Reply To: First impressions


The project manager, with the underlings doing the actual work 🙂

I knew roughly what this game was going to be like because I’d played Heroes of Might and Magic 3 many years ago, from a CD borrowed from someone. My overall impression was that I hated it – my primary memory is of fumbling around, entering combat, the computer declaring I had no morale and skipping all my turns, and then having its units slaughter me instantly!

So I started HOMAM1 up this evening and to be frank my first impression was “Oh my god what on earth is going on”. The art style is very, very busy, with a veritable avalanche of things going on on-screen even when you start a scenario (the grainy look of the terrain contributes to that, along with the bold lines of the sprites) – the view and lack of labelling on the buttons contribute to make something that looks incomprehensible.

Fortunately the manual is generous enough to provide a tutorial, although it cuts off just when you’re about to find your feet – . With its help, I was able to just about understand what I was meant to be doing – there definitely seems to be a lot to discover, and even the combat doesn’t seem as insurmountable as it once was.
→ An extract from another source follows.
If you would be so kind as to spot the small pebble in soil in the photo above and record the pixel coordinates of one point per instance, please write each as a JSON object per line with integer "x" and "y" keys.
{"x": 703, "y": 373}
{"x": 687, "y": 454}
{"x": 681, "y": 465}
I think that one of the major things that it explained was to get into the habit of holding down the right mouse button on things to get more information – in a modern UI, this would just be done by hovering, and that action hadn’t occurred to me.

I definitely agree with a few comments above – the combat grid is very vague and it’s unclear where units are standing, partly due to their different sizes… on that subject, the unit graphics are just all over the place and look like they’ve been drawn by at least two separate artists without fully agreeing on a style. That, along with the odd collection of sound effects, reminds me of early independent games which just used whatever sprites and WAV files they found lying around 🙂

I think tonight I’ll do something very nostalgic, and read the manual in bed – I used to do that with all my DOS games in the early 90s, because reading them was so vital to discovering things that weren’t made obvious by the game itself!